Denn WOL ist auch eine innovative Form der Personalentwicklung mit hohem Impact auf die Art und Weise, wie Menschen in Unternehmen und über dessen Grenzen hinweg miteinander arbeiten. Besonders eindrücklich wirkt WOL dort, wo allzu altmodische und hierarchische, eher „geschlossene“ Unternehmenskulturen den Menschen das Leben schwer machen. Einer der ersten und wichtigsten Effekte von WOL ist der, dass Menschen besser mit konservativen Unternehmenskulturen und -umgebungen klar kommen.
WOL bringt Menschen in Bewegung – wohin auch immer
Darüber hinaus führt WOL mit der Zeit dazu, dass sich dichte, tragfähige Netzwerke zwischen Menschen entwickeln, die nicht auf Unternehmen begrenzt sind, sondern durch persönliche Anliegen bestimmt und von ihnen geleitet werden. Hier und da führt WOL sogar dazu – wie immer, wenn gutes Coaching „anschlägt“ –, dass Menschen allzu träge und reaktionäre Unternehmen verlassen und sich nach menschliche(re)n Arbeitsbedingungen umsehen – oder sie gemeinsam erschaffen, in dem sie z.B. ein Startup gründen. Oder sie halten es einfach dort besser aus, wo sie erst einmal bleiben.
WOL stärkt Individuen, es lässt Selbstbewusstsein wachsen und hilft, eigene berufliche Ziele zu formulieren und zu verfolgen. WOL greift die meisten Aspekte des Coaching, der Super- und Intervision und der kollegialen Beratung auf, und es arbeitet mit Methoden aus den Koffern der unterschiedlichen Coachingschulen. Ein großer Vorteil gegenüber klassischen Beratungsformaten ist der, dass WOL von Anfang an Digitale Technologie nutzt und damit den engen Rahmen physischer Präsenz sprengt.
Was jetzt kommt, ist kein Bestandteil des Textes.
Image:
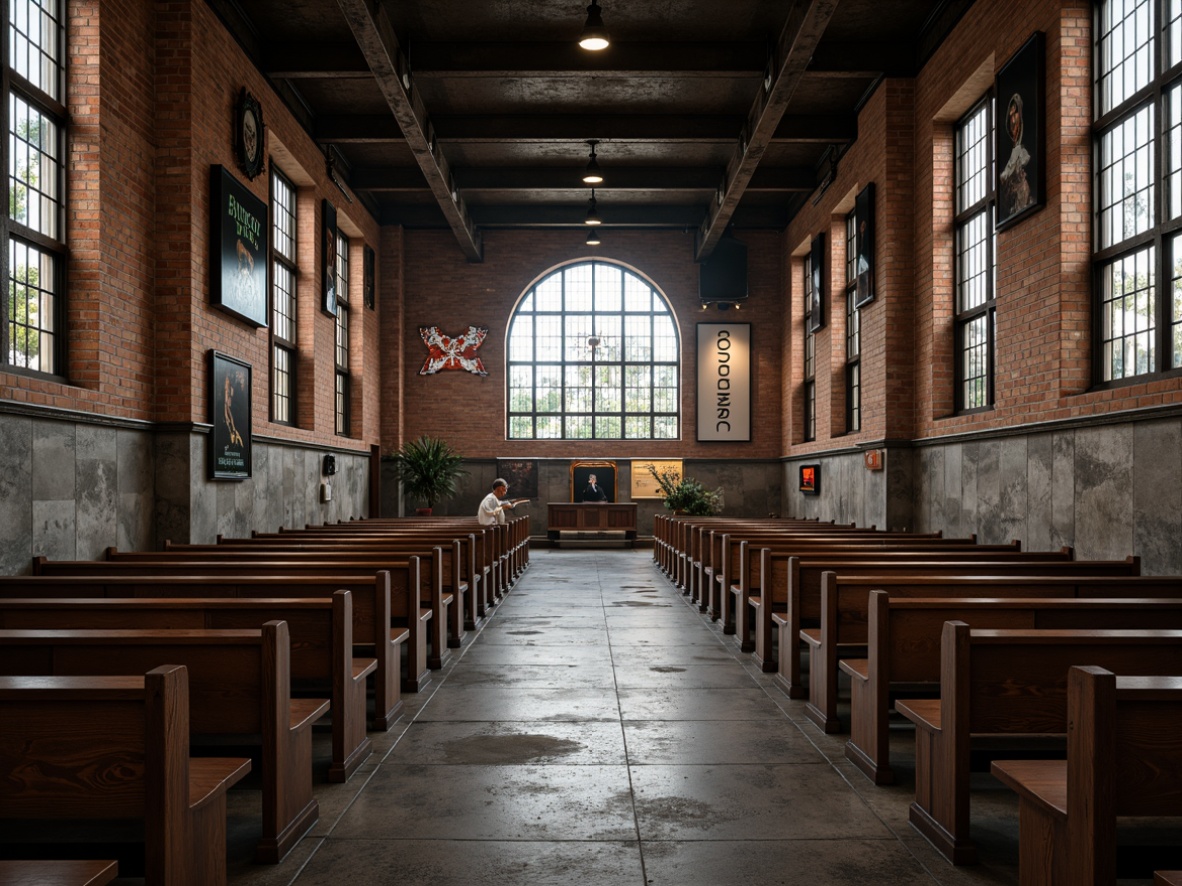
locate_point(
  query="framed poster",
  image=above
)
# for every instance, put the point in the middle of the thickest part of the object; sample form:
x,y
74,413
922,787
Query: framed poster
x,y
864,245
723,382
604,474
817,264
1018,134
810,479
229,414
644,484
329,254
368,280
239,240
521,475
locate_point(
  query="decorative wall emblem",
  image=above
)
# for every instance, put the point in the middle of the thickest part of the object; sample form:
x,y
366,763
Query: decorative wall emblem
x,y
447,352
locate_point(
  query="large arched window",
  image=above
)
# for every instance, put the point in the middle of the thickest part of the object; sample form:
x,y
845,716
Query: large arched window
x,y
593,354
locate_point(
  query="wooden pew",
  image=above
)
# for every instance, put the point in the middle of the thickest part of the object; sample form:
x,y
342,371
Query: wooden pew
x,y
1005,683
804,590
57,873
384,603
239,685
117,748
287,562
460,577
320,630
845,613
903,642
1123,759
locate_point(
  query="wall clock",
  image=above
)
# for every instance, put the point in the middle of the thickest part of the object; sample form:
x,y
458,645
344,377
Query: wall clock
x,y
248,134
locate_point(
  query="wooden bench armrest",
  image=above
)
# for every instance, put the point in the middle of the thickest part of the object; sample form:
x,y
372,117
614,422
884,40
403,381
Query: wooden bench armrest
x,y
209,777
305,711
57,873
857,668
924,712
1043,782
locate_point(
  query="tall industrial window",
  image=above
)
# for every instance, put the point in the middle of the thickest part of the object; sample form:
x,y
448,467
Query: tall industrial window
x,y
342,349
283,299
593,353
973,261
810,357
32,333
852,329
1138,209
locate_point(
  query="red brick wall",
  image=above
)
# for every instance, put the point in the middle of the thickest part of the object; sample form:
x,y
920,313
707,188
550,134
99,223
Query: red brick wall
x,y
445,290
151,92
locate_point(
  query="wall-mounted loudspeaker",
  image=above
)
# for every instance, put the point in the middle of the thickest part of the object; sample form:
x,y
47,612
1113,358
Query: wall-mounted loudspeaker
x,y
722,275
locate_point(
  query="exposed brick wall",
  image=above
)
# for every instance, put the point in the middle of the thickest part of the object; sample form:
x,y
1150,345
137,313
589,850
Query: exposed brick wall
x,y
445,290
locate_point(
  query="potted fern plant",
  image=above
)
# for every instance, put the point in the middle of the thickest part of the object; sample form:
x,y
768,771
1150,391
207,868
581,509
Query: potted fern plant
x,y
428,470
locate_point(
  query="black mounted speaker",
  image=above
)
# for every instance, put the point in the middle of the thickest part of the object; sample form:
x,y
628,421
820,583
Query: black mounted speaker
x,y
722,277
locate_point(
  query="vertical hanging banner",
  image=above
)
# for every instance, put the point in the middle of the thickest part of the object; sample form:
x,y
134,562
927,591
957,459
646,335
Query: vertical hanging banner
x,y
723,382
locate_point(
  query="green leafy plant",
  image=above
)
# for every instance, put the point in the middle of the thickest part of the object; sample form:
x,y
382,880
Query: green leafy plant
x,y
428,469
686,495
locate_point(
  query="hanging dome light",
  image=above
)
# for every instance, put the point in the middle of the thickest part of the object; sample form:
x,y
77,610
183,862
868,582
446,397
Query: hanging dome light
x,y
595,34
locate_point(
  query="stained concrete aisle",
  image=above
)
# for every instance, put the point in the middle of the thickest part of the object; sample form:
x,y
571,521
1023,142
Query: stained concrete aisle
x,y
599,730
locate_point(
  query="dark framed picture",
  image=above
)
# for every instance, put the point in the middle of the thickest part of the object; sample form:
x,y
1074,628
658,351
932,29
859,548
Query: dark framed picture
x,y
329,254
368,280
229,414
238,279
1018,132
521,476
810,479
864,246
604,474
248,141
817,262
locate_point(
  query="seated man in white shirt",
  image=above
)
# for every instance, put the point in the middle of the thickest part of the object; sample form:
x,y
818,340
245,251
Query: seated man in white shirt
x,y
494,505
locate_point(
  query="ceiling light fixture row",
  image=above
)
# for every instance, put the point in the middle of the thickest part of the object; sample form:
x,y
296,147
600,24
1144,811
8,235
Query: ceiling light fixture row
x,y
595,36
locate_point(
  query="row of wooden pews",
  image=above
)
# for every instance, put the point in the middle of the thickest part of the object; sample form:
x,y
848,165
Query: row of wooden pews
x,y
267,634
982,636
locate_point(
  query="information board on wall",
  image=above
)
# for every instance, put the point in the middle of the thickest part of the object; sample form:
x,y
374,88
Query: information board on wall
x,y
723,382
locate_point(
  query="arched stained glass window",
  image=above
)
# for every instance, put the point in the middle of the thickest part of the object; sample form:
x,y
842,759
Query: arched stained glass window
x,y
593,354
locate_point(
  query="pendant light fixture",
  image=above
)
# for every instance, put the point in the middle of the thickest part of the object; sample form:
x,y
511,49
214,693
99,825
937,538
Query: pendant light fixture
x,y
592,214
591,175
595,34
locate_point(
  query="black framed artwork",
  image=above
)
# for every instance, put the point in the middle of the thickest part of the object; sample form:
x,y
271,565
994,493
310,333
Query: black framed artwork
x,y
248,139
229,414
368,280
817,261
864,246
1018,134
329,255
604,479
810,479
239,240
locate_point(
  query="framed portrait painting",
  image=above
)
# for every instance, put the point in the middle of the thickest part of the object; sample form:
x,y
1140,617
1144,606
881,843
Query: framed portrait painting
x,y
229,414
329,249
817,291
864,246
1018,132
239,242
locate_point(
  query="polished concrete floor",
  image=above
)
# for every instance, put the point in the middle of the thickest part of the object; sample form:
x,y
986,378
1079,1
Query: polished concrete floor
x,y
598,730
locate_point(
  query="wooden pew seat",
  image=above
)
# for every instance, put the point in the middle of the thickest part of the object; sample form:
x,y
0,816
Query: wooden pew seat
x,y
117,748
239,685
1124,759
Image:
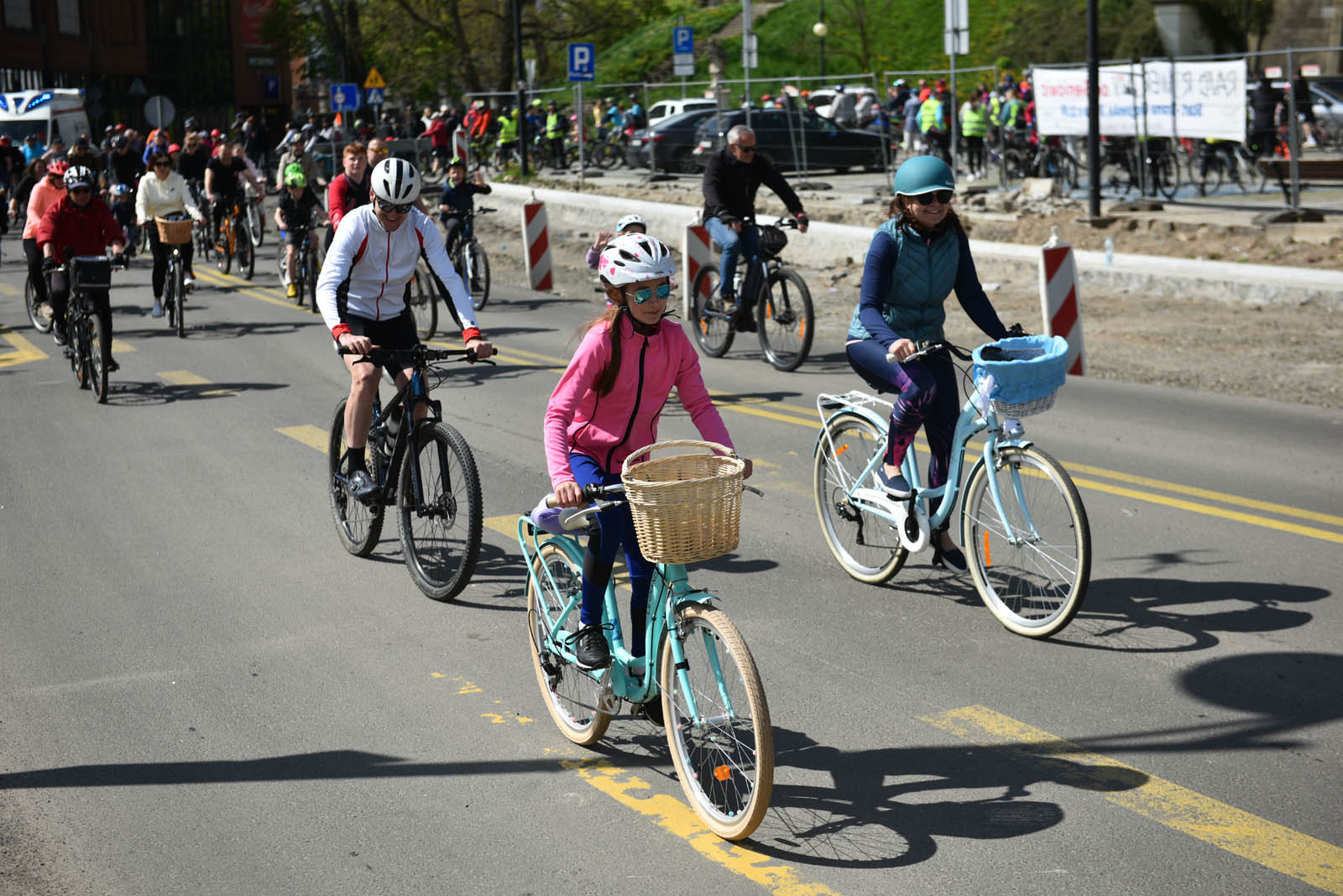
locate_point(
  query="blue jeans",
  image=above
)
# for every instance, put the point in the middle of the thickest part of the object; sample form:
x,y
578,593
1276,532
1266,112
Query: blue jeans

WOL kommt zur rechten Zeit, weil die Arbeitsbedingungen in sehr vielen Unternehmen die Menschen an den Rand ihrer Möglichkeiten bringen. Aufgrund der Digitalen Transformation und einer großflächigen Abwartehaltung der nach wie vor meisten Unternehmen, wird „Arbeiten“ in den klassischen Strukturen und Gefäßen nämlich immer unerträglicher.
Ob WOL seine eigene Professionalisierung überlebt?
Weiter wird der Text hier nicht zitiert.